Lee Hyeonhoon, Yang Hyun-Lim, Ryu Ho Geol, Jung Chul-Woo, Cho Youn Joung, Yoon Soo Bin, Yoon Hyun-Kyu, Lee Hyung-Chul
Department of Anesthesiology and Pain Medicine, Seoul National University Hospital, Seoul, Republic of Korea.
Department of Data Science Research, Innovative Medical Technology Research Institute, Seoul National University Hospital, Seoul, Republic of Korea.
NPJ Digit Med. 2023 Nov 23;6(1):215. doi: 10.1038/s41746-023-00960-2.
Predicting in-hospital cardiac arrest in patients admitted to an intensive care unit (ICU) allows prompt interventions to improve patient outcomes.

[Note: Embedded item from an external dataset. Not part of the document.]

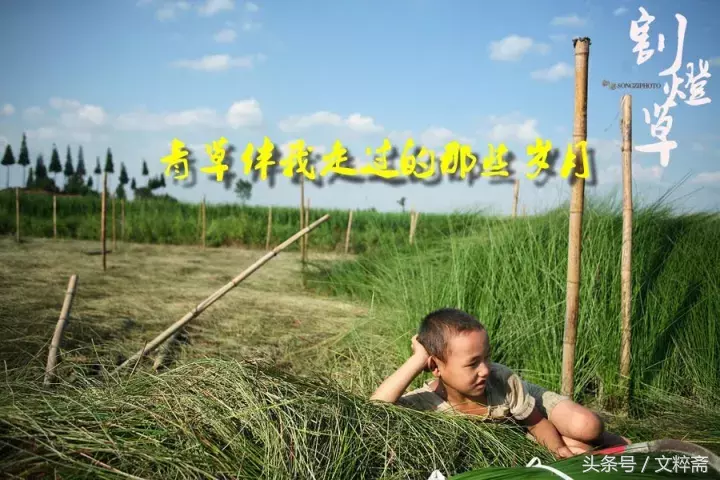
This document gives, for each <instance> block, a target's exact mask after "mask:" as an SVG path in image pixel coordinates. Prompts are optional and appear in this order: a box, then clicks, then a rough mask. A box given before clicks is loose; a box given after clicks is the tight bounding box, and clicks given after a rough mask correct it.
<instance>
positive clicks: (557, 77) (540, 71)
mask: <svg viewBox="0 0 720 480" xmlns="http://www.w3.org/2000/svg"><path fill="white" fill-rule="evenodd" d="M573 73H574V69H573V68H572V67H571V66H570V65H568V64H567V63H565V62H559V63H556V64H555V65H553V66H552V67H550V68H546V69H542V70H535V71H534V72H532V73H531V74H530V76H531V77H532V78H533V79H535V80H542V81H546V82H556V81H558V80H560V79H562V78H567V77H572V76H573Z"/></svg>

We developed and validated a machine learning-based real-time model for in-hospital cardiac arrest predictions using electrocardiogram (ECG)-based heart rate variability (HRV) measures. The HRV measures, including time/frequency domains and nonlinear measures, were calculated from 5 min epochs of ECG signals from ICU patients. A light gradient boosting machine (LGBM) algorithm was used to develop the proposed model for predicting in-hospital cardiac arrest within 0.5-24 h. The LGBM model using 33 HRV measures achieved an area under the receiver operating characteristic curve of 0.881 (95% CI: 0.875-0.887) and an area under the precision-recall curve of 0.104 (95% CI: 0.093-0.116). The most important feature was the baseline width of the triangular interpolation of the RR interval histogram. As our model uses only ECG data, it can be easily applied in clinical practice.
预测重症监护病房(ICU)患者的院内心脏骤停情况,有助于及时采取干预措施以改善患者预后。我们开发并验证了一种基于机器学习的实时模型,用于使用基于心电图(ECG)的心率变异性(HRV)测量来预测院内心脏骤停。HRV测量包括时域/频域和非线性测量,是从ICU患者的5分钟心电图信号片段中计算得出的。使用轻量级梯度提升机(LGBM)算法开发了所提出的模型,用于预测0.5至24小时内的院内心脏骤停。使用33种HRV测量的LGBM模型在受试者工作特征曲线下的面积为0.881(95%CI:0.875 - 0.887),在精确召回率曲线下的面积为0.104(95%CI:0.093 - 0.116)。最重要的特征是RR间期直方图的三角插值的基线宽度。由于我们的模型仅使用心电图数据,因此可以很容易地应用于临床实践。